In addition, epidemiological data on chromium intake and the risk of T2DM are sparse, because of the difficulty in estimating dietary chromium due to its wide variability and low content in food sources. Hence, a sensitive and reliable biomarker for chromium intake is required in epidemiological studies.

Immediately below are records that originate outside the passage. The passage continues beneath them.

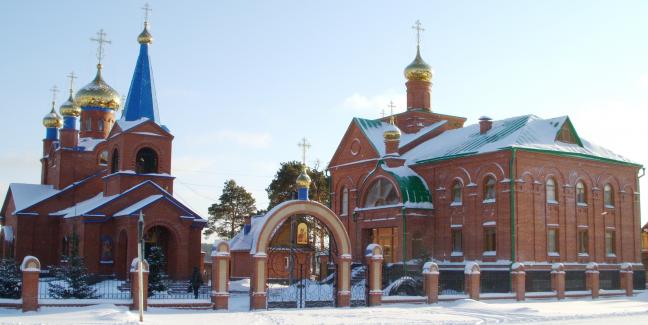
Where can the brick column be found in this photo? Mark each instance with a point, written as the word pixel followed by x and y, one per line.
pixel 431 282
pixel 472 277
pixel 220 274
pixel 344 281
pixel 30 268
pixel 592 279
pixel 135 283
pixel 519 280
pixel 626 278
pixel 558 279
pixel 258 298
pixel 323 261
pixel 374 256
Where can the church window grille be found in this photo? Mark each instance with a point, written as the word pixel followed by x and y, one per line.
pixel 146 161
pixel 381 193
pixel 581 197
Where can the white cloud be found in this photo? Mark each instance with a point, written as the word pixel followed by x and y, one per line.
pixel 376 103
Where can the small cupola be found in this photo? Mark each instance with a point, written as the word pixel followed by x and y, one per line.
pixel 485 124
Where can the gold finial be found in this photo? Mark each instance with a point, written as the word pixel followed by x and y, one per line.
pixel 419 29
pixel 101 39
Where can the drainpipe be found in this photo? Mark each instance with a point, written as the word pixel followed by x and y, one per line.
pixel 512 201
pixel 404 237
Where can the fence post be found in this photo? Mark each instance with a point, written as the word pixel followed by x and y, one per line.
pixel 220 274
pixel 558 279
pixel 626 278
pixel 592 279
pixel 374 256
pixel 431 282
pixel 30 268
pixel 519 280
pixel 135 286
pixel 472 276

Several observational studies, with a small sample size, have reported lower chromium levels in patients with diabetes than in healthy controls [15,16]. To date, the dose-response relationship between chromium status and the risk of T2DM remains unknown.

Pre-diabetes mellitus (pre-DM), characterized by impaired fasting glucose (IFG) and/or impaired glucose tolerance (IGT), is considered an important risk factor for the development of overt diabetes and cardiovascular disease [17,18,19,20]. Compared to individuals with normal glucose metabolism, patients with pre-DM have a five- to 15-fold higher risk of developing T2DM [21]. Likewise, few studies have focused on the relationship of chromium and pre-DM.

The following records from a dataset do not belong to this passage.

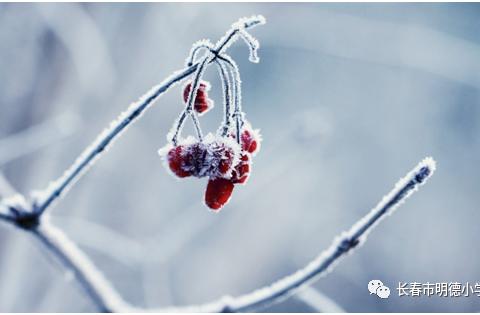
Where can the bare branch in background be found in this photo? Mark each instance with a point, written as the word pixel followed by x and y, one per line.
pixel 30 215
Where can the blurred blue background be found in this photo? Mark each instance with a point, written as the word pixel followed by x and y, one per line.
pixel 349 97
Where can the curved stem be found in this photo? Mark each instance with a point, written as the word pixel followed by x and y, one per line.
pixel 188 110
pixel 45 198
pixel 237 114
pixel 325 262
pixel 227 89
pixel 107 299
pixel 86 273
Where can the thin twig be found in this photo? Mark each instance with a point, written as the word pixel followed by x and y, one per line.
pixel 325 262
pixel 86 273
pixel 43 199
pixel 102 293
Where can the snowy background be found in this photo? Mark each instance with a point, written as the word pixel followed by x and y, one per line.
pixel 349 98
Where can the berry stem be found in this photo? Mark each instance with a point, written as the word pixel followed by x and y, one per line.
pixel 237 114
pixel 45 198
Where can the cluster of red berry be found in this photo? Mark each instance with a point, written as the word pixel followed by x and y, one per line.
pixel 220 158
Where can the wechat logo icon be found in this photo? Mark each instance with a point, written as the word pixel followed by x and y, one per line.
pixel 376 287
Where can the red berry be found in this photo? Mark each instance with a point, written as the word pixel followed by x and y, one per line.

In this study with a large Chinese population, we aimed to examine the association of plasma chromium levels with T2DM and pre-DM. Furthermore, we assessed the dose-response relationship using a restricted cubic spline regression model.

2. Materials and Methods

2.1. Study Population

The study population consisted of 4443 patients: 1471 newly diagnosed T2DM patients, 682 newly diagnosed pre-DM patients, and 2290 individuals with normal glucose tolerance (NGT). Those with newly diagnosed pre-DM and T2DM were consecutively recruited from first-time patients attending the outpatient clinics of the Department of Endocrinology, Tongji Medical College Hospital, from January 2009 to December 2014. The healthy NGT individuals were recruited from an unselected population undergoing a routine health checkup in the same hospital, which were frequency-matched with T2DM by age (±5 years) and sex. The inclusion criteria of all participants were: 30 ≤ age < 70 years, body mass index (BMI) < 40 kg/m2, no history of diagnosed diabetes, not receiving pharmacological treatment for hyperlipidemia or hypertension, and not taking medication known to affect glucose tolerance or insulin secretion. Patients with clinically significant neurological, endocrinological or other systemic diseases, as well as acute illness and chronic inflammatory or infective diseases were excluded from the study. The definitions of T2DM, IFG, IGT, and NGT met the respective diagnostic criteria recommended by the World Health Organization in 1999 [22]. T2DM was diagnosed when fasting plasma glucose (FPG) ≥ 7.0 mmol/L and/or 2 h post-glucose load ≥11.1 mmol/L. Pre-DM was defined as IFG (FPG ≥ 6.1 and < 7.0 mmol/L and 2 h post-glucose load <7.8 mmol/L) and/or IGT (FPG < 7.0 mmol/L and 2 h post-glucose load ≥7.8 and <11.1 mmol/L). An FPG concentration <6.1 mmol/L and a plasma glucose concentration after 2-h oral glucose tolerance test <7.8 mmol/L was considered NGT. All the participants enrolled were of Chinese Han ethnicity.

All subjects gave their informed consent for inclusion before they participated in the study. The study was conducted in accordance with the Declaration of Helsinki, and the protocol was approved by the Ethics Committee of Tongji Medical College.

2.2. Data Collection

Demographic, health status, and lifestyle data were obtained from the questionnaires, including sex, age, history of disease (hypertension and hyperlipemia), family history of diabetes, current smoking status, and alcohol drinking status. Current smoking and alcohol drinking were classified as yes or no. Anthropometric data including height (m), mass (kg) and blood pressure were measured with standardized techniques. BMI was calculated as mass divided by the square of height (kg/m2).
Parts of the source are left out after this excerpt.